Tomelleri et al reported a patient that had both GCA and psoriasis. This 64-year-old male patient had temporal artery involvement with halo sign in Doppler USG, as well as left common carotid, left subclavian and bilateral femoral artery involvement documented by PET/CT. This patient received methotrexate in addition to glucocorticoids. At the seventh month, the patient had a polymyalgic flare with elevated acute phase reactants. At that point, methotrexate was switched to tocilizumab which controlled the disease and enabled glucocorticoid withdrawal. Later, when the patient suffered a psoriatic flare, tocilizumab was switched to ixekizumab, which treated the psoriatic flare and for 12 months under ixekizumab, the patient was GCA symptom-free with normal acute phase reactants and a normal PET/CT scan.

Interleukin 23 Inhibition

Guselkumab, tildrakizumab, risankizumab and mirikizumab are interleukin 23 inhibitors. When literature review was performed for “guselkumab” OR “tildrakizumab” OR “risankizumab” OR “mirikizumab” AND “giant cell arteritis” OR “temporal arteritis”, a total 29 results were obtained. After exclusion of the irrelevant articles and the elimination of the duplicate results, the following studies were of interest: There was a phase 2 study of guselkumab in GCA patients (A Study to Evaluate Guselkumab for the Treatment of Participants With New-onset or Relapsing Giant Cell-Arteritis, THEIA, NCT 04633447). There were no results concerning the use of tildrakizumab, risankizumab or mirikizumab in GCA patients.

In the phase 2, randomized controlled study of guselkumab in GCA, new onset or relapsed giant cell arteritis patients were randomized to receive guselkumab or placebo. Primary endpoint was percentage of patients achieving glucocorticoid-free remission at week 28. Secondary outcomes included percentage of patients achieving glucocorticoid-free remission at weeks 32, 36, 40, 44, 48, 52; percentage of participants achieving both glucocorticoid-free remission and normalization of erythrocyte sedimentation rate, CRP or both at weeks 28, 32, 36, 40, 44, 48, 52; cumulative glucocorticoid dose; time to first GCA disease flare or discontinuation of study intervention due to adverse event of worsening of giant cell arteritis; number of patients with GCA disease flare or discontinuation of study intervention due to adverse event of worsening of giant cell arteritis and number of participants with treatment-emergent adverse events. This study was terminated because the primary endpoint was not met.
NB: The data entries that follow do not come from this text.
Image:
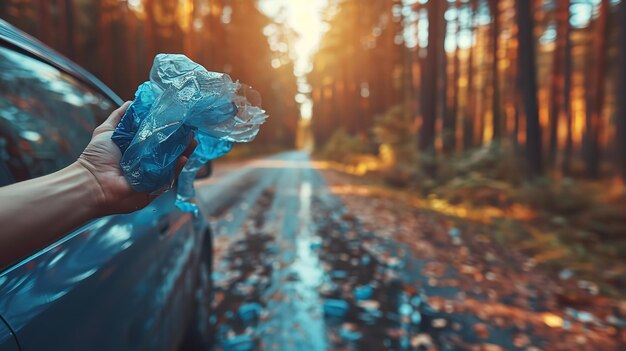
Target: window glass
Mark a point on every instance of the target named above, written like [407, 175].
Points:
[46, 117]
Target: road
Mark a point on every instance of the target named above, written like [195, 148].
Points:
[294, 270]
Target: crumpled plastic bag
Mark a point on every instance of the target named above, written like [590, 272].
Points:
[181, 101]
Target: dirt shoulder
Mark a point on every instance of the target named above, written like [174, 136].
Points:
[499, 284]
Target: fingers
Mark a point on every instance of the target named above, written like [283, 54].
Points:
[115, 117]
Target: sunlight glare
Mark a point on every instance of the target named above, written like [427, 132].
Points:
[306, 19]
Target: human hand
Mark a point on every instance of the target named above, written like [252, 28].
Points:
[101, 158]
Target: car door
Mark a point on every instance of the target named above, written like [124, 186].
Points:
[113, 283]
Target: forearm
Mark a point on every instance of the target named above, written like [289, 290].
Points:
[37, 212]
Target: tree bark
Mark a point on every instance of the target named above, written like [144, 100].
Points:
[621, 107]
[429, 86]
[557, 86]
[567, 102]
[496, 119]
[449, 144]
[593, 125]
[528, 80]
[470, 108]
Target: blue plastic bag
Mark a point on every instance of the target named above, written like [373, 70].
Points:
[183, 100]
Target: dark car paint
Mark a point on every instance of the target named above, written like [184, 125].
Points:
[123, 282]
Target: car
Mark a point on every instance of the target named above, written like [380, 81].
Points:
[139, 281]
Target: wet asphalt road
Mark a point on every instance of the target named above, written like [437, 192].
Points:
[294, 271]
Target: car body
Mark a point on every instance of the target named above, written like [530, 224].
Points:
[123, 282]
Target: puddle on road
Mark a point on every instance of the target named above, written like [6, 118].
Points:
[329, 286]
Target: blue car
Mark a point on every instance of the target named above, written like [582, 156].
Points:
[139, 281]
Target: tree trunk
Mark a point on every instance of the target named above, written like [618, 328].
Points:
[593, 125]
[557, 92]
[495, 86]
[470, 106]
[528, 80]
[449, 142]
[429, 86]
[621, 101]
[567, 102]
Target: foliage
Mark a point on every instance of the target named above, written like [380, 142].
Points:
[343, 147]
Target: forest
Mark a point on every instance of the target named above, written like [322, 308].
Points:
[475, 146]
[117, 41]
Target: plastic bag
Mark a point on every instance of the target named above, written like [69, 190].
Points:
[183, 100]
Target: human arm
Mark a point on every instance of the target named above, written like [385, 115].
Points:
[36, 212]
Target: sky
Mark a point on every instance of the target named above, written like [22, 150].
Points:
[305, 17]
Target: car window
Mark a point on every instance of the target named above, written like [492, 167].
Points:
[46, 117]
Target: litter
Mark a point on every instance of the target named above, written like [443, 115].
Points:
[182, 101]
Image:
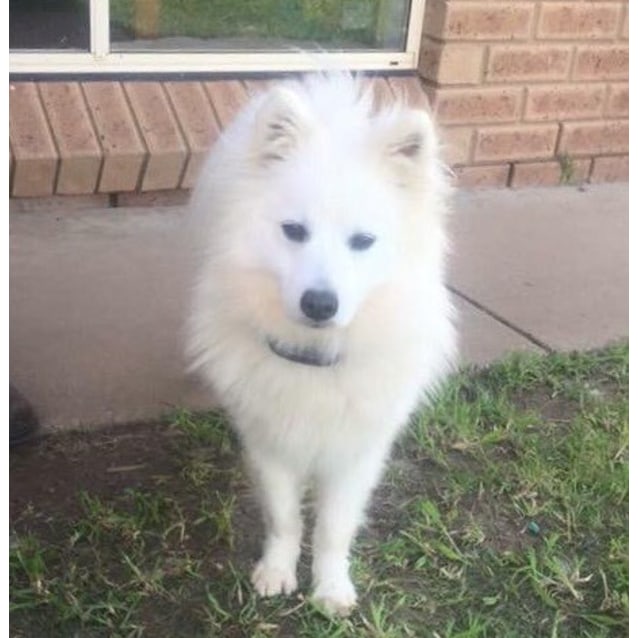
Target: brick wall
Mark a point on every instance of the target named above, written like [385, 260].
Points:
[529, 92]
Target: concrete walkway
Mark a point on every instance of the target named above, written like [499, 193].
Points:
[96, 296]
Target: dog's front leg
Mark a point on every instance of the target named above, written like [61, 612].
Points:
[343, 493]
[280, 491]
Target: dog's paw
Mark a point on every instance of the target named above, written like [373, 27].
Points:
[270, 580]
[337, 597]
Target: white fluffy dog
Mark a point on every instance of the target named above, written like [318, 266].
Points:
[320, 315]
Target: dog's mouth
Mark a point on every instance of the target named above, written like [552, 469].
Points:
[306, 355]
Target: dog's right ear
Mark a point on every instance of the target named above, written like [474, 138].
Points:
[280, 123]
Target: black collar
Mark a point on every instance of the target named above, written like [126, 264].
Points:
[306, 355]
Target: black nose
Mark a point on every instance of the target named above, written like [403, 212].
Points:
[319, 305]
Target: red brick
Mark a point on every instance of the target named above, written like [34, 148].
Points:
[618, 100]
[564, 101]
[550, 173]
[624, 26]
[578, 20]
[166, 147]
[227, 98]
[457, 144]
[123, 149]
[521, 63]
[602, 62]
[450, 63]
[594, 138]
[79, 150]
[480, 105]
[481, 21]
[435, 17]
[197, 121]
[410, 91]
[521, 142]
[610, 169]
[34, 152]
[482, 176]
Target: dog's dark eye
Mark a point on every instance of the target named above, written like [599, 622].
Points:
[361, 241]
[295, 232]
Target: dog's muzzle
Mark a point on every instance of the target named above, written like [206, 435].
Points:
[306, 355]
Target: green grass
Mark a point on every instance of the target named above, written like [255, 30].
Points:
[504, 513]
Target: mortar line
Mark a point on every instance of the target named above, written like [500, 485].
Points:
[502, 320]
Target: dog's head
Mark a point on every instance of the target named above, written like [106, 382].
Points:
[329, 187]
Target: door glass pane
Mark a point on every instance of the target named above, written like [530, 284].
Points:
[49, 24]
[250, 25]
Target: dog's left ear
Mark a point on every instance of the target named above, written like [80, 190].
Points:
[409, 145]
[280, 125]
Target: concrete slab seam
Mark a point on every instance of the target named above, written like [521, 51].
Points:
[502, 320]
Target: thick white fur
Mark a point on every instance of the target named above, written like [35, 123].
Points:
[315, 152]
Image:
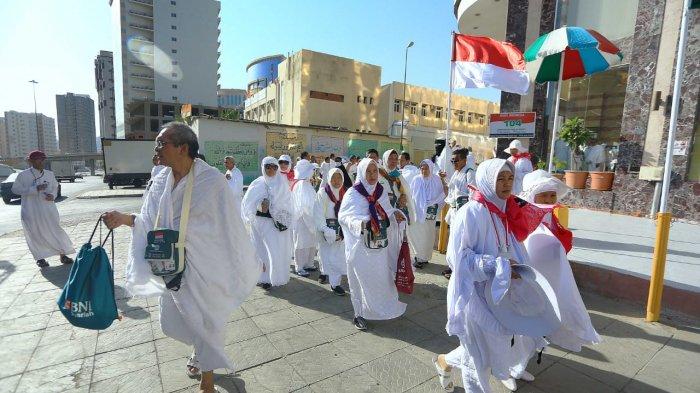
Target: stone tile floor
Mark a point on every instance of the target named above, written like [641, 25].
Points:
[300, 338]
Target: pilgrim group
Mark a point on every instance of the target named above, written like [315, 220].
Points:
[510, 293]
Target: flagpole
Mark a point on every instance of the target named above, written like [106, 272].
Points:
[555, 128]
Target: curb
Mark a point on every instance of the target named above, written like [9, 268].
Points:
[614, 284]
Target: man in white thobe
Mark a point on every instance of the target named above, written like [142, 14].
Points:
[42, 228]
[234, 177]
[221, 265]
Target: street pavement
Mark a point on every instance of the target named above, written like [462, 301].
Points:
[300, 338]
[626, 244]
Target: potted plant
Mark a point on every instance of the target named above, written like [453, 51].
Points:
[559, 167]
[575, 134]
[602, 180]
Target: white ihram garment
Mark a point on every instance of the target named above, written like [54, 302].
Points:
[372, 288]
[40, 220]
[427, 191]
[273, 247]
[331, 252]
[474, 257]
[548, 256]
[221, 268]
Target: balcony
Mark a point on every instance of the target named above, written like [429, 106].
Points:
[143, 88]
[141, 14]
[142, 76]
[141, 27]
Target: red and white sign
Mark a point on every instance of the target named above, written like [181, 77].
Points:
[484, 62]
[512, 125]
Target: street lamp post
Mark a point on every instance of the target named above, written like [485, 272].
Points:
[403, 103]
[39, 136]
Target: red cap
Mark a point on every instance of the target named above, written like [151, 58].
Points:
[36, 154]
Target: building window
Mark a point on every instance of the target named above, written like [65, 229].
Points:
[320, 95]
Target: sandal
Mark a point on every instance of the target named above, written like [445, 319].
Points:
[444, 376]
[193, 370]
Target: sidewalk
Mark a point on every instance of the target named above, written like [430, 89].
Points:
[300, 338]
[626, 244]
Granulocyte-Monocyte Colony-Stimulating Factor Inhibition

Mavrilimumab is a monoclonal antibody directed against granulocyte-monocyte colony-stimulating factor (GM-CSF). When literature review was performed for “mavrilimumab” AND “giant cell arteritis” OR “temporal arteritis”, 82 results were obtained. After exclusion of the irrelevant articles and the elimination of the duplicate results, the following studies were of interest: There was one phase 2 study about the efficacy and safety of mavrilimumab in GCA (NCT03827018). Protocol of this study was published by Pupim et al and results were published by Cid et al. Unizony et al reported the utility of acute phase reactants in the diagnosis of giant cell arteritis in the same trial.

NCT03827018 was a phase 2, randomized, double-blind placebo-controlled study to test the efficacy and safety of KPL-301 (mavrilimumab) in GCA. Patients with new onset or relapsing/refractory giant cell arteritis and ESR>30 mm/hr or CRP>1 mg/dl were randomized in 3:2 ratio to receive subcutaneous mavrilimumab or placebo together with prednisone (given with a 26-week taper program). Primary outcome was time to GCA flare. Secondary outcomes included cumulative steroid dose, acute phase reactants, time to signs and symptoms of giant cell arteritis, time to elevated erythrocyte sedimentation rate or C-reactive protein.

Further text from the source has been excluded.